O encontro, que integra várias ações, "visa levar a população a participar no processo criador de uma narrativa sobre a resistência dos corvinos à invasão de piratas berberes, ocorrida em 1632, considerada um dos mais significativos episódios históricos da ilha", segundo a Direção Regional da Cultura.

Os corvinos atribuem a Nossa Senhora dos Milagres essa importante vitória, presente em diversas manifestações culturais na comunidade.

A iniciativa, promovida pela direção regional, através do Ecomuseu do Corvo, realiza-se pelas 20:30, no centro de convívio da Santa Casa da Misericórdia do Corvo, num encontro entre a população e José Ruy, "um dos maiores mestres da banda desenhada portuguesa".

Segundo esta direção, os habitantes do Corvo terão "oportunidade de conhecer José Ruy, a sua arte e forma de trabalhar, enquanto o autor conhecerá a ilha e os corvinos, recolhendo ideias e contributos para a narrativa, numa interação de que resultará uma obra de banda desenhada que vai registar para o futuro um importante património histórico-cultural da população do Corvo".

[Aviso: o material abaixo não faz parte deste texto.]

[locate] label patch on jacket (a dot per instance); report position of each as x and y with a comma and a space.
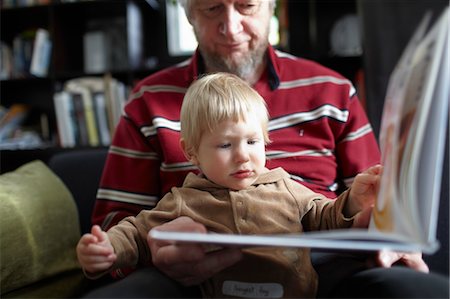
252, 290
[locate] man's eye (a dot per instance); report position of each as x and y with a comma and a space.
248, 8
212, 11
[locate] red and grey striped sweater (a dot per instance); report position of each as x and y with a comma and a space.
320, 134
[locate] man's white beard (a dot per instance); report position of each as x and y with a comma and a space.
243, 68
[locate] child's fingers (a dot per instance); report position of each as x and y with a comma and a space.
99, 233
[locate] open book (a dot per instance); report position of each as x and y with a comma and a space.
412, 140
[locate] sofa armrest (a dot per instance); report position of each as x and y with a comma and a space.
81, 170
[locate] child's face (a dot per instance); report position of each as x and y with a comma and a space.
233, 155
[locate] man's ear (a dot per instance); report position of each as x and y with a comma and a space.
188, 152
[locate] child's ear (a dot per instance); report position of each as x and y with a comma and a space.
188, 152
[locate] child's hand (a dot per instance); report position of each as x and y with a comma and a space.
364, 191
95, 252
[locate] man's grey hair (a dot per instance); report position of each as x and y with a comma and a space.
185, 4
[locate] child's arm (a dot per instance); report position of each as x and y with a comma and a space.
363, 192
95, 252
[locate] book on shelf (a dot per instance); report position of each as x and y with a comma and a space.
42, 47
12, 119
412, 141
90, 108
31, 53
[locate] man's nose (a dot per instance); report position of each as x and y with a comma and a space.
231, 22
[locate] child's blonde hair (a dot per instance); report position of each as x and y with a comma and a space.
215, 98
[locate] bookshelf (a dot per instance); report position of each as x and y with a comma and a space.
141, 42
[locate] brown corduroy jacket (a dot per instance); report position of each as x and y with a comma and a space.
274, 204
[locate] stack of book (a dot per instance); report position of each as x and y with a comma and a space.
88, 109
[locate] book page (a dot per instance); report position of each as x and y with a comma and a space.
414, 118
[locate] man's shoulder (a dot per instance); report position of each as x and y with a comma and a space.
302, 67
174, 75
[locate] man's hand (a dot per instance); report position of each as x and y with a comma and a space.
189, 264
387, 259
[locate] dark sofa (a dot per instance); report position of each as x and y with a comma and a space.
80, 170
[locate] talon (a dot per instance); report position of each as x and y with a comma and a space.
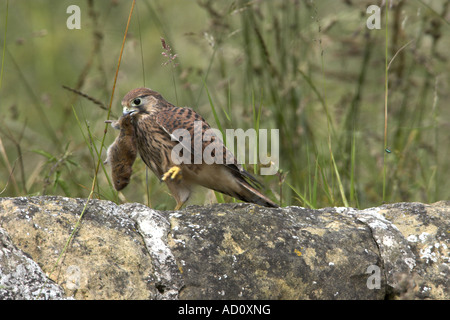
174, 172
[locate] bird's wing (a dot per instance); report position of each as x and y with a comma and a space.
174, 118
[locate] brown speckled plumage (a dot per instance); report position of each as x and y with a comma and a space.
155, 120
122, 153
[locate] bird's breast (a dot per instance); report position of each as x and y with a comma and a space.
154, 145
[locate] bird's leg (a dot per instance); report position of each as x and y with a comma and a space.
174, 172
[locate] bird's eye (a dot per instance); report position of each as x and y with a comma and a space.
136, 102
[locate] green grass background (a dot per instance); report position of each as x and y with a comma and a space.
311, 69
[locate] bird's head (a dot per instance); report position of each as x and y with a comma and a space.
141, 101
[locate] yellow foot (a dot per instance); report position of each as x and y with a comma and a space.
174, 172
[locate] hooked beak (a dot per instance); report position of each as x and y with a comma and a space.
128, 111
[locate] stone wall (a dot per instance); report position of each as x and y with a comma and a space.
222, 251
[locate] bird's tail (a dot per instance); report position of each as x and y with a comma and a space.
250, 194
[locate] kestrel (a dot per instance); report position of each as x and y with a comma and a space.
155, 121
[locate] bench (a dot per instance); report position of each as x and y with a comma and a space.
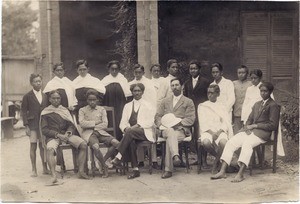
7, 127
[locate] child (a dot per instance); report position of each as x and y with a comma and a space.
93, 121
32, 104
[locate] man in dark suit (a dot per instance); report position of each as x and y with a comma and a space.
32, 104
184, 113
195, 88
263, 119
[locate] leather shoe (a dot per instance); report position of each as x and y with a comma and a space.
117, 162
166, 174
176, 160
155, 165
134, 174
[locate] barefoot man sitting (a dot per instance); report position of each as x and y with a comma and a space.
263, 119
57, 126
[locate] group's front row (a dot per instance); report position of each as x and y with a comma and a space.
139, 119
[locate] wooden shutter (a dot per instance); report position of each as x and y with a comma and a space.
255, 32
282, 45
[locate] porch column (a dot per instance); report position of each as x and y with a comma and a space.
49, 38
147, 34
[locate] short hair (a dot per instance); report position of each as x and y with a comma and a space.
116, 62
218, 65
268, 85
177, 79
59, 64
91, 92
137, 66
170, 62
142, 87
53, 92
243, 67
33, 76
215, 87
81, 62
196, 62
257, 72
155, 65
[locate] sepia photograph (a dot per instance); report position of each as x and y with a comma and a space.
149, 101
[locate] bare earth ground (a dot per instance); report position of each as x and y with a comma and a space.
17, 185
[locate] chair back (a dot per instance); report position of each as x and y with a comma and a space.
111, 128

Esta iniciativa faz parte das atividades do Ecomuseu do Corvo, um projeto que fez em 2015 um ano e tem como princípio uma participação permanente da população, disse o diretor regional da Cultura, Nuno Lopes, em declarações à agência Lusa, lembrando que o projeto compreende várias etapas, como a construção do edifício, a reabilitação urbana e a interação da população do Corvo em várias atividades.

Nuno Lopes referiu que o projeto não se limita a um espaço físico tradicional de visitação, mas envolve um "conjunto de intervenções" que abrangem quase toda a ilha, criando-se uma estrutura que apela à participação da população.

Segundo o responsável, o Ecomuseu do Corvo "não é um museu tradicional, no sentido de ter peças em exposição, mas um conjunto de atividades e ações em que as pessoas são convidadas, neste caso com a administração regional e autárquica".

O maior interesse cultural é a forma de vivência na própria ilha do Corvo, os costumes, os usos, as pessoas, as suas histórias, afirmou Nuno Lopes. Uma vivência que Gonçalo Tochas registou em documentário.

José Ruy Pinto estreou-se como desenhador e autor dos textos com 14 anos, tendo entrado em 1941 para a escola António Arroio, onde frequentou o curso de Belas-Artes.